When June 2013 rolled around, the best-laid plans carefully cultivated by Pannone were handsomely rewarded. From the 33rd round to the ninth round, Pannone jumped 743 spots in the draft. Not too shabby when it comes to tracking improvement over a 12-month period.
“I always had the confidence to venture out,” said Pannone while sitting at a table inside the home clubhouse at Polar Park this past Sunday morning.
Cranston’s own Thomas Pannone spinning a two- inning save for the Red Sox today against the Twins.
Pannone was a free agent addition earlier this month.
— Ian Steele (@IanSteeleABC6) March 19, 2022
Ten years removed from making a pivotal choice that put him on the fast track to becoming a pro baseball player, Pannone finds himself at an intriguing juncture. Opening the season as a member of the Worcester Red Sox starting rotation, he’s aiming at re-establishing his luster. This after struggling last season after not pitching competitively and getting designated for assignment by the Toronto Blue Jays in 2020.
Before his career endured some speed bumps, Pannone broke through with the Blue Jays, totaling 49 appearances for the American League club between the 2018 and 2019 seasons. It’s that point in his life that he seeks to revisit with this fresh start with the Red Sox; his fourth organization since getting drafted by Cleveland.
“Being a kid from Rhode Island, being presented with an opportunity to play for the Red Sox, I couldn’t turn that down,” said Pannone. He signed a minor-league deal with Boston as the MLB lockout that delayed the original start date of spring training drew to a close.
Pannone can speak to the less glamorous side of the game. From the DFA news that ended his time with the Toronto organization, to posting a 7.07 ERA in 24 games (21 starts) in 2021 while pitching for Salt Lake – Triple-A affiliate of the Los Angeles Angels – he’s been dealt a series of punches that came in the aftermath of making his big-league debut.
“At that moment, it was tough. I didn’t know what to do,” said Pannone, looking back at getting cut by Toronto.
For someone who has based his life around reaching baseball’s highest level, every emotional struggle and subsequent high point must be approached through the same even-keeled lens.
“Every day is different but you’ve got to come in with the same attitude and mentality,” said Pannone. “You can’t be, ‘I just pitched the best game of my life.’ You’ll get humbled really fast. Same thing with being down in the dumps. You can’t pout and walk around with your tail between your legs. You need to stay up and positive.”
“This game features many highs and many lows. You’ve got to handle them with a grain of salt.”
After spending this past offseason training in Florida at Cressey Sports Performance, a facility that attracts Cy Young talent such as Justin Verlander and Max Scherzer, Pannone proclaimed he’s in a good spot mentally as it relates to his four-pitch mix (fastball, curveball, changeup, slider).
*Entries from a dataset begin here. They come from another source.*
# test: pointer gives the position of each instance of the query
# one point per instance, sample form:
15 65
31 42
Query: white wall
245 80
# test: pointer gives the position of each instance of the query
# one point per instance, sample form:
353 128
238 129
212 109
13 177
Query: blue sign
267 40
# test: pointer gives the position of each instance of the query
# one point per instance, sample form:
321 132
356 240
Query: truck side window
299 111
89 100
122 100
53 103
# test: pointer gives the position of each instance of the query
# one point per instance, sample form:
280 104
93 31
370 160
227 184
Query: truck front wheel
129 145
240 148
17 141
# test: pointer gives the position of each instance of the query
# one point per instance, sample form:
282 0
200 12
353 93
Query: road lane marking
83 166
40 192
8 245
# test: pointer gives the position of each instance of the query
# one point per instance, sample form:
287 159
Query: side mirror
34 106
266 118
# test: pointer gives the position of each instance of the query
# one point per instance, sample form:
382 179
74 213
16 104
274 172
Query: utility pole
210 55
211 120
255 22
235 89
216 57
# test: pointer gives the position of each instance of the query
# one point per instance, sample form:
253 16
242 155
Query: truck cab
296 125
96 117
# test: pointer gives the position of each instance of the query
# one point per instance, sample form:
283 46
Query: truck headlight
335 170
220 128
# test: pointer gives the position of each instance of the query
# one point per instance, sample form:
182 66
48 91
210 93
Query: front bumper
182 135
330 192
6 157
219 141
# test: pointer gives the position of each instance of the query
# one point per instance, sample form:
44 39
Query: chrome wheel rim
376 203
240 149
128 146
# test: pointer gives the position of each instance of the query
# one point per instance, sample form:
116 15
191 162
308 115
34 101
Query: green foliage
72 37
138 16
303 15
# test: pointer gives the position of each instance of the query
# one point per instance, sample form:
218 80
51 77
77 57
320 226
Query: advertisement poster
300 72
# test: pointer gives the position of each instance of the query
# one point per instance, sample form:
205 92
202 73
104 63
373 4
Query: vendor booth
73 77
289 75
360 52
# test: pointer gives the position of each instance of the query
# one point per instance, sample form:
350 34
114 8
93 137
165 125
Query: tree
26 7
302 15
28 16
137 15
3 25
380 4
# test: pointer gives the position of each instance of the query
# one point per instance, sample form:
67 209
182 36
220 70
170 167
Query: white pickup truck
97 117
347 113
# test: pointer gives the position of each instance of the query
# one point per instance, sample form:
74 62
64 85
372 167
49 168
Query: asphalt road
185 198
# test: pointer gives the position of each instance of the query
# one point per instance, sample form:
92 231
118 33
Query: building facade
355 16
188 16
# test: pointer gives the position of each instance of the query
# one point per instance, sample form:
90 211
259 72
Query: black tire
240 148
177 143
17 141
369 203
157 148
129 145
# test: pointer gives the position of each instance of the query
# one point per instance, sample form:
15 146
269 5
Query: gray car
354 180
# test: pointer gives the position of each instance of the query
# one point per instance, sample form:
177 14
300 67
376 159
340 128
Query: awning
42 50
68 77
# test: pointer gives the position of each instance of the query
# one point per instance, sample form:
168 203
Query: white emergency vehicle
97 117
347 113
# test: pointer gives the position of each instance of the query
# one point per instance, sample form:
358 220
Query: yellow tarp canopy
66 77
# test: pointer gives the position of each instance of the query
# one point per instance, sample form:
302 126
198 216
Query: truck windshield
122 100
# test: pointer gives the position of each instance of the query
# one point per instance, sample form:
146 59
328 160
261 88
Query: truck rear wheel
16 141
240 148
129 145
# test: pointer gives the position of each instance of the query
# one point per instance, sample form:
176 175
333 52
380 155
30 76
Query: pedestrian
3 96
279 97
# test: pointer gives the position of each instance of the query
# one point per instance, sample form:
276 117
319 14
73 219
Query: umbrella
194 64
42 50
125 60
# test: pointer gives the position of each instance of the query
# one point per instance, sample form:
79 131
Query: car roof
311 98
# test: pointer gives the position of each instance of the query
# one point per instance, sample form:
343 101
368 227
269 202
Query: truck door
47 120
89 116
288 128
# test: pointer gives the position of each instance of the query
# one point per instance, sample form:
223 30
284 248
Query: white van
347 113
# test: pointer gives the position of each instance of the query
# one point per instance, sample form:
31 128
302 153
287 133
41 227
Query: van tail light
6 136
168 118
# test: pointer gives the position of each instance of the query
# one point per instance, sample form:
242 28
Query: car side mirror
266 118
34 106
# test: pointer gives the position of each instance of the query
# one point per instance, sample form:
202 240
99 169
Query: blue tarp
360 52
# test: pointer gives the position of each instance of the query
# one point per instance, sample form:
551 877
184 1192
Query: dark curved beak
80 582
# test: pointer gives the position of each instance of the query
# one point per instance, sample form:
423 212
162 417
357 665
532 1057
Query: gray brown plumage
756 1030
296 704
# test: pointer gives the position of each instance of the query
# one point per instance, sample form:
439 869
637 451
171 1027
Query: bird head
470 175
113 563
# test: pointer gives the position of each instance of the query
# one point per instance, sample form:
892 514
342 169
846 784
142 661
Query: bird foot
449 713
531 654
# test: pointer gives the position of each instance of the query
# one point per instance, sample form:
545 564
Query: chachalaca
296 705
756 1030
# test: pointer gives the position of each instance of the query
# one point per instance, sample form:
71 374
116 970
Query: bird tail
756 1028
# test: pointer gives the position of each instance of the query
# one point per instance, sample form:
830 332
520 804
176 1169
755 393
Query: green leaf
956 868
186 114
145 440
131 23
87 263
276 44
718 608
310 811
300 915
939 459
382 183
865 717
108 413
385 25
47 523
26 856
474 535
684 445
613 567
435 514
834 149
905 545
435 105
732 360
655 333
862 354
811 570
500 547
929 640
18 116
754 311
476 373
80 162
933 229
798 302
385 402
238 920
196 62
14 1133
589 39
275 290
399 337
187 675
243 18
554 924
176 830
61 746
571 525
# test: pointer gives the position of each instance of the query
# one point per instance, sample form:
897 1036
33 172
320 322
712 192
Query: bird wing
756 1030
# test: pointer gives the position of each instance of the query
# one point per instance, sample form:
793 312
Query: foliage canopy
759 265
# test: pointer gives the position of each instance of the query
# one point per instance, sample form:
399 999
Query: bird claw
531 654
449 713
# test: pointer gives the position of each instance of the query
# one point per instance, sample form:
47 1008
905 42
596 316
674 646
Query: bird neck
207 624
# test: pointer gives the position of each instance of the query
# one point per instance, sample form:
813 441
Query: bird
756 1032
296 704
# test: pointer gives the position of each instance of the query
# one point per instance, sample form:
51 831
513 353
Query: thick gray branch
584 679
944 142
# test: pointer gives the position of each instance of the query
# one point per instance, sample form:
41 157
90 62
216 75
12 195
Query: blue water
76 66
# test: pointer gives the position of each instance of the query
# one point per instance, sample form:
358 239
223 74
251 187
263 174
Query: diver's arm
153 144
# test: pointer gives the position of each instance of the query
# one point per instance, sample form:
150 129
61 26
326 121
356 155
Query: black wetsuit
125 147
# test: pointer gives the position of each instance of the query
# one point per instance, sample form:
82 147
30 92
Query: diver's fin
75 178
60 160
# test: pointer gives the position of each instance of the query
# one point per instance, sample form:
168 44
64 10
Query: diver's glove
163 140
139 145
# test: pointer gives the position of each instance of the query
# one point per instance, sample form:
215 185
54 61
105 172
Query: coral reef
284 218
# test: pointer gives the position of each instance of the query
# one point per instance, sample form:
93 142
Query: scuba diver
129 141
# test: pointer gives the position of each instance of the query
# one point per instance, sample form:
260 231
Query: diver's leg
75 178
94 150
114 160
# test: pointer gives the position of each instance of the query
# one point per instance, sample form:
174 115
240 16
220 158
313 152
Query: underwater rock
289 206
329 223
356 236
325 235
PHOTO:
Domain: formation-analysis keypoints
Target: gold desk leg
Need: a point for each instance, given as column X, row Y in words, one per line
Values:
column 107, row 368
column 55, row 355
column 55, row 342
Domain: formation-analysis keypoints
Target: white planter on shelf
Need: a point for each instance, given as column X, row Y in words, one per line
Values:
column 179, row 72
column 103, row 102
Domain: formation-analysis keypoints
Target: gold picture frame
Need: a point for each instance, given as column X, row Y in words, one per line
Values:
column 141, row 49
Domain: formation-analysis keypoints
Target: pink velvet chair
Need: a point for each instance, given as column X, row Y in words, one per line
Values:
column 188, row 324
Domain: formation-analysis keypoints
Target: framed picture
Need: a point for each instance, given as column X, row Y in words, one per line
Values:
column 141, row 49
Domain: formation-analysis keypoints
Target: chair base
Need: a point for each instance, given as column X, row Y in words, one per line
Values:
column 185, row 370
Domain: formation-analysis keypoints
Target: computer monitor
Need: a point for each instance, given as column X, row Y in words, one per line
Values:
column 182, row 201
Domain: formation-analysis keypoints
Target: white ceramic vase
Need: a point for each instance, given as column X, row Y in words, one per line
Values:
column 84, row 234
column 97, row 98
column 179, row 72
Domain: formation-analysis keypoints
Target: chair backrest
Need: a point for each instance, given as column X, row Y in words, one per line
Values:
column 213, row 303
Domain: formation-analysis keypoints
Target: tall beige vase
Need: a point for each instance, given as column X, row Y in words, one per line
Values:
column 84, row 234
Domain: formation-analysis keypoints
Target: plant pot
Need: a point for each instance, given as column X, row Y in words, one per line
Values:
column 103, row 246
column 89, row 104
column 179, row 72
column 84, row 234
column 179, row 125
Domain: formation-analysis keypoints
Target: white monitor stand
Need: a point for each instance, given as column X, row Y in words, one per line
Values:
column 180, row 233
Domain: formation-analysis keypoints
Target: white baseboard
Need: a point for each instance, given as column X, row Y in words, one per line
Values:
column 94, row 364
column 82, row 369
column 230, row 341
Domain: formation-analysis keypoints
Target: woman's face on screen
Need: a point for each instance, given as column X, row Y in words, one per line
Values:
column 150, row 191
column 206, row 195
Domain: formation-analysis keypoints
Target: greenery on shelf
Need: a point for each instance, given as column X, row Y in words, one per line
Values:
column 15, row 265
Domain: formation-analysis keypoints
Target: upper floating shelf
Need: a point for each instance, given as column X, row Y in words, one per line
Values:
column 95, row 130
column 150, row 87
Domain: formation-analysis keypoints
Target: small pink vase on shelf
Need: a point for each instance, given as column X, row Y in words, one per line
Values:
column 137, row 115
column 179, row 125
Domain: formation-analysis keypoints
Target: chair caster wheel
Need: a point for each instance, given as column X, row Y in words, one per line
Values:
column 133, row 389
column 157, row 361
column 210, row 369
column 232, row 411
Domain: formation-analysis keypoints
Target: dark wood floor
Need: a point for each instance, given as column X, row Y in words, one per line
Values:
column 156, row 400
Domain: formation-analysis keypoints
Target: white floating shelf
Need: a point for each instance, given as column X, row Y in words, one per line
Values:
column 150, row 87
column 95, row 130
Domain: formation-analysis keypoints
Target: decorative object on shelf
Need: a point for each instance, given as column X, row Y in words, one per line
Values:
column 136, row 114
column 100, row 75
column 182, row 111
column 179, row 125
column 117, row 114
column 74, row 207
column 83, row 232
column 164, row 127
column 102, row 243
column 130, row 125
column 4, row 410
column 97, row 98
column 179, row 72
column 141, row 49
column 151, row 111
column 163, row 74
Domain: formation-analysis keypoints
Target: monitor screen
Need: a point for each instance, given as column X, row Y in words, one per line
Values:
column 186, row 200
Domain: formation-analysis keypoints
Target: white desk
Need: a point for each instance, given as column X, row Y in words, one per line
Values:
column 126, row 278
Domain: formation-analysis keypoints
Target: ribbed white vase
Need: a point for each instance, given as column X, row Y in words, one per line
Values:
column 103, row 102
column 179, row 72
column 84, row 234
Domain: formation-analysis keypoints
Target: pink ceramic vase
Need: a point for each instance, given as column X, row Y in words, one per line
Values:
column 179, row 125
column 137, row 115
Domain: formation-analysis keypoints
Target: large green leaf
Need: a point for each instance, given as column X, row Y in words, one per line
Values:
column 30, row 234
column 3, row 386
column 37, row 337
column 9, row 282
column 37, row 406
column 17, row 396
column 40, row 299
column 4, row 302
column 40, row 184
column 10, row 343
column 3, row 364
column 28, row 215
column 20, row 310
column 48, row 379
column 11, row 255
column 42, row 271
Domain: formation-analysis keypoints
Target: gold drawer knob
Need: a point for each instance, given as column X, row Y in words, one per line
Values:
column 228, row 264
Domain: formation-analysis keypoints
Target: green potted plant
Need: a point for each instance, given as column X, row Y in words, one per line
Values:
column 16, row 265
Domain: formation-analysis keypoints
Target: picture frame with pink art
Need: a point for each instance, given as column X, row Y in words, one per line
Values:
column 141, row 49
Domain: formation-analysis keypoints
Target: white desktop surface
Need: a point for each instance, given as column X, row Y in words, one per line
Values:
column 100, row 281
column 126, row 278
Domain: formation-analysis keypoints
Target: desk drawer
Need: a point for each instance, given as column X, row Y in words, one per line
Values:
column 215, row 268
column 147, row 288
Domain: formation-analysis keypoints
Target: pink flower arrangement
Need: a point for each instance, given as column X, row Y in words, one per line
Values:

He’ll make his season debut for the WooSox down in Jacksonville Wednesday night – the first step in banking on himself as the new guy with a new organization.
“At the end of the day, I just want to pitch. Whether it’s coming out of the bullpen and pitching three innings or late in the game, or giving them seven innings … I just love pitching,” he said. “You have to look at it only one way. I have an incredible opportunity ahead of me. I need to be proud of where I’m at and go out there every day and handle my business.”
Pannone is proud of what he’s accomplished to date, as he should be. In keeping with the confidence that has been part and parcel of his baseball existence for as long as he remembers, he threw down somewhat of a gauntlet before heading outdoors to throw a bullpen session at Polar Park.
“Looking back at it all, it’s amazing the places I’ve been and the people I’ve met and been able to play with. It’s something special that one day I’ll be able to look back on and tell a lot of stories,” he said, “but I plan on playing as long as I can. I’m proud of the resume I’ve built, but it’s far from done.”